Hidup tanpa arahan seorang ayah rasanya seperti berjalan dalam kegelapan. Tetap melangkah, tetapi tak tahu ke mana harus pergi. Cahaya yang dulu selalu menuntun, kini redup dan menghilang.
Seorang anak yang kehilangan figur ayah, baik karena maut maupun karena kehadiran yang tak lagi nyata, akan selalu merindukan sosok itu.
- Refleksi dalam buku Ayah, Ini Arahnya Ke Mana, ya? karya Khoirul Trian menyuarakan perasaan anak-anak yang kehilangan. Ada kesunyian yang menyelinap dalam keseharian, ada kerinduan yang menggantung di udara tanpa bisa terjawab.

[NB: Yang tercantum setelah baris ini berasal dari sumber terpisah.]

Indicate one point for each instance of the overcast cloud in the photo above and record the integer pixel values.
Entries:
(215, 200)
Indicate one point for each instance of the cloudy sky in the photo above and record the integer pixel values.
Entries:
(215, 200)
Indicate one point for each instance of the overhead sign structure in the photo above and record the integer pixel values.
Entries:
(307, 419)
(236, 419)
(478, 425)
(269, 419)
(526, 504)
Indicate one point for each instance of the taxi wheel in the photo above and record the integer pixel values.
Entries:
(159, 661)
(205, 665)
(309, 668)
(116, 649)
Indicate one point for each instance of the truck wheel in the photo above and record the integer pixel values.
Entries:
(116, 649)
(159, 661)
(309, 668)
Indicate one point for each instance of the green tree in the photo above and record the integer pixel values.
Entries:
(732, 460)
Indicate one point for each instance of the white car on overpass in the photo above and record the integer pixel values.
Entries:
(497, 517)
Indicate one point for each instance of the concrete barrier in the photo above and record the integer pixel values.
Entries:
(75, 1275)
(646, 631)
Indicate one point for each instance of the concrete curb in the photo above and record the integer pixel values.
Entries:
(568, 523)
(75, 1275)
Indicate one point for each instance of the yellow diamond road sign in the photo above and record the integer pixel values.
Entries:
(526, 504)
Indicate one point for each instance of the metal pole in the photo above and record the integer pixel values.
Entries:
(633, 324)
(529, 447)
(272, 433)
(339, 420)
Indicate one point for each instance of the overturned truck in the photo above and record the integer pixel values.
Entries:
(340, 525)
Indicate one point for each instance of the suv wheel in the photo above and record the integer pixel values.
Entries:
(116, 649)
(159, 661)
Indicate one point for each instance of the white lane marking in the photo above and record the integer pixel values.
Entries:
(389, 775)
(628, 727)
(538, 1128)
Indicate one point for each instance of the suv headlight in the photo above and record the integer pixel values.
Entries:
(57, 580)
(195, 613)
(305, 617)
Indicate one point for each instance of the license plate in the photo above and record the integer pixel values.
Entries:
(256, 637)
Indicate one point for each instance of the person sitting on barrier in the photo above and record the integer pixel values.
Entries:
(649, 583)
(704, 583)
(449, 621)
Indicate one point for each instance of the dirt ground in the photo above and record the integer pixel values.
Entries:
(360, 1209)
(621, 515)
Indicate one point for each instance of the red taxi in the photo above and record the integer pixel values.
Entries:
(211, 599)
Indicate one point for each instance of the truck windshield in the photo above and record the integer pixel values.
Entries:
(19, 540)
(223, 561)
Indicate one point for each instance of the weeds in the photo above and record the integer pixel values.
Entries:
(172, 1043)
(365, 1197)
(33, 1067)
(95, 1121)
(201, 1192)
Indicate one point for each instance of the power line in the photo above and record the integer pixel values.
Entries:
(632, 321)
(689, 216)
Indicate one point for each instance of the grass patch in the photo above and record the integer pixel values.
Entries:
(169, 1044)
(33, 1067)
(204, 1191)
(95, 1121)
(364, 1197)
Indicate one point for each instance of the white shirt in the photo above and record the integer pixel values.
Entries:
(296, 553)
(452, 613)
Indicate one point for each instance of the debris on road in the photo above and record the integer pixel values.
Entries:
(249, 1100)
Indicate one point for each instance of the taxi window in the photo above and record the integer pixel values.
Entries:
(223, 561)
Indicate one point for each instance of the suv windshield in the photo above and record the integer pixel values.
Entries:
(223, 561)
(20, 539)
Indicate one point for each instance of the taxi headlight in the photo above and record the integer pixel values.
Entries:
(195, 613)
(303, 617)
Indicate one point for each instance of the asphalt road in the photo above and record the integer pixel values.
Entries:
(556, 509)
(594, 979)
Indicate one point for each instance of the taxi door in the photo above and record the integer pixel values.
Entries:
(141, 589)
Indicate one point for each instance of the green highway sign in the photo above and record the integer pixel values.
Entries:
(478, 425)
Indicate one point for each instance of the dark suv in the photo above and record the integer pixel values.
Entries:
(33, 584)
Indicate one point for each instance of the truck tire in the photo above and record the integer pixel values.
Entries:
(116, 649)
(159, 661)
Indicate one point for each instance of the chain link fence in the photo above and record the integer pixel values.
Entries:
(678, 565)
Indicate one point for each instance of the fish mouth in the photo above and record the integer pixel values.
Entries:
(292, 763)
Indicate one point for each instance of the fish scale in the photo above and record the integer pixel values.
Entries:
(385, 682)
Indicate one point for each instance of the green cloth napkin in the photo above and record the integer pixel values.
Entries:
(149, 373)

Kerinduan yang Tak Pernah Padam
"Ayah, kau di mana? Di tiap-tiap rindu yang aku terbangkan, kau menangkap salah satunya, 'kan? Kau masih bisa melihatku, 'kan?"
Kehilangan seorang ayah bukan hanya kehilangan sosok, tetapi juga kehilangan arah. Anak yang terbiasa mendapat pujian, bimbingan, atau sekadar tatapan bangga dari ayahnya, kini harus belajar untuk mandiri tanpa itu semua.
Ketika seorang ayah tiada, kehidupan tetap berjalan. Namun, ada momen-momen kecil yang terasa kosong. Tidak ada lagi suara "Selamat!" yang keluar dari bibir seorang ayah untuk sekecil-kecilnya pencapaian. Tidak ada tangan yang kuat untuk membantu meraih mimpi.
Dunia mengajarkan bahwa setelah dewasa, kita harus bertahan sendiri, tapi siapa yang siap untuk kehilangan sayap ketika sedang keras-kerasnya belajar terbang?